Microgreens are young shoots of vegetables, herbs, legumes, or grain crops, cut at an early stage of growth, usually 7–21 days after germination. They are not jar sprouts and not mature salad greens: microgreens already have a thin stem and first leaves, but the plant is still small, tender, and concentrated in flavor. They are added to salads, omelets, meat, fish, avocado, cream cheese, pureed soups, and cold appetizers.
Different types vary a lot. Radish and mustard bring heat, pea shoots are sweet and fresh, sunflower shoots are juicy and crunchy, broccoli has a mild cabbage note, while basil and cilantro give a bright herbal aroma. Microgreens should therefore be chosen not only as decoration, but as a real flavor accent.
Nutrition profile
Microgreens usually contain few calories and few digestible carbohydrates because portions are small and the product is mostly water, fiber, and plant micronutrients. Depending on the crop, they may contain vitamins A, C, E, K, folate, potassium, magnesium, iron, calcium, polyphenols, and other plant compounds. Exact values depend on seed type, light, growing medium, harvest age, and freshness.
Cruciferous types such as broccoli, radish, and mustard are often valued for their vivid taste and sulfur-containing aromatic compounds. But microgreens should not be treated as a medical supplement. On the plate, their main role is freshness, color, crunch, aroma, and a small amount of plant fiber.
Are they suitable for keto?
Microgreens fit keto and LCHF very well: portions are usually small, carbohydrates are low, and the dish tastes brighter without sugar or starch. They can be placed on eggs, fish, meat, chicken, avocado salads, cucumbers, cheese plates, bunless keto burgers, pates, and creamy sauces. They are especially useful when a dish is fatty and dense because they add a fresh contrast.
The exception is large portions of grain or legume microgreens. They still usually do not compare with porridge in carbohydrate load, but for strict tracking it is better to consider the exact type and amount. A practical portion is a small bunch or handful, about 10–30 g, not a large bowl like leafy salad.
How to use them
Microgreens are best added at the end, on the finished dish. Heat quickly removes crunch and aroma, especially in tender herbs. They do not need long stewing or boiling. For salad, rinse and dry the shoots well, then mix with oil, lemon juice, salt, and the main food. In bread-free sandwiches, microgreens work well with cucumber, cheese, egg, fish, and meat.

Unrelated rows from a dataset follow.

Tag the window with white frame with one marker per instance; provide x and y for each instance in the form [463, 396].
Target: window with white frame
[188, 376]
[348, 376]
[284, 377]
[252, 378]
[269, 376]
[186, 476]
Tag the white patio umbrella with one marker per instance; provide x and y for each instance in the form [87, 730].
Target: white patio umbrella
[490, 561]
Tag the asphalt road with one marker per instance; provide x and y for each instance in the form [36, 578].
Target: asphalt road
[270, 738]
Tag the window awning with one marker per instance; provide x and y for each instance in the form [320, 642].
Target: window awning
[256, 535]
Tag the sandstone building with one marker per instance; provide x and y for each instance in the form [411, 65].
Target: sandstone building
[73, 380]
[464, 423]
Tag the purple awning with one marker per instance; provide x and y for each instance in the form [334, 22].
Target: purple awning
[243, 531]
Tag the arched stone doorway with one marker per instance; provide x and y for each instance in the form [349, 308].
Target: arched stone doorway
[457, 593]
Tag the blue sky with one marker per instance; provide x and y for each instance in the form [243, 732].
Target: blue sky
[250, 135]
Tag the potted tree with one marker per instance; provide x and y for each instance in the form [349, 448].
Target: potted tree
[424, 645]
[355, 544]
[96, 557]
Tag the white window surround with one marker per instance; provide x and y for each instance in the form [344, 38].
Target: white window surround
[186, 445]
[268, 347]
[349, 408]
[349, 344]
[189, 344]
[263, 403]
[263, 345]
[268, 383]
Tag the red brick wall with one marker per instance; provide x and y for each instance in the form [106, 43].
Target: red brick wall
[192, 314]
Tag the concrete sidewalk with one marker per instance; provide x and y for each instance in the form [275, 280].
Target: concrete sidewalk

Good pairings include radish microgreens with beef and egg, pea shoots with avocado and cream cheese, sunflower shoots with chicken, broccoli microgreens with fish, basil with a small portion of tomatoes and mozzarella, and cilantro with meat and lime. If the flavor is too sharp, mix spicy microgreens with lettuce leaves or cucumber.
How to choose
Fresh microgreens should be springy, without slime, mold, musty smell, or yellowing patches. The stems should not lie as a wet mass. If sold in a container, there should not be much condensation on the bottom. For home growing, use seeds meant for sprouting or microgreens, not treated garden seeds.
Storage
Cut microgreens should be stored in the refrigerator in a container with a paper towel to absorb extra moisture. Wash them just before eating, not in advance: wet shoots spoil faster. The best flavor usually lasts 2–4 days, then the greens lose crunch. A living tray with growing medium can last longer, allowing you to cut portions as needed.
Limits
Microgreens are eaten raw, so growing and storage cleanliness matter. People with stricter food-safety needs should choose a reliable producer or carefully control home conditions: clean trays, fresh water, no mold, and normal ventilation. If you react to cruciferous vegetables, mustard, cilantro, or legumes, choose milder types and start with a small portion.
What can replace them?
For freshness and crunch, use lettuce leaves, arugula, spinach, cucumber, radish, green onion, parsley, dill, basil, or cilantro. If you need a sharp accent, radish, mustard, arugula, and cress are closest. For juicy crunch instead of sunflower or pea shoots, use cucumber, celery, or thinly sliced cabbage.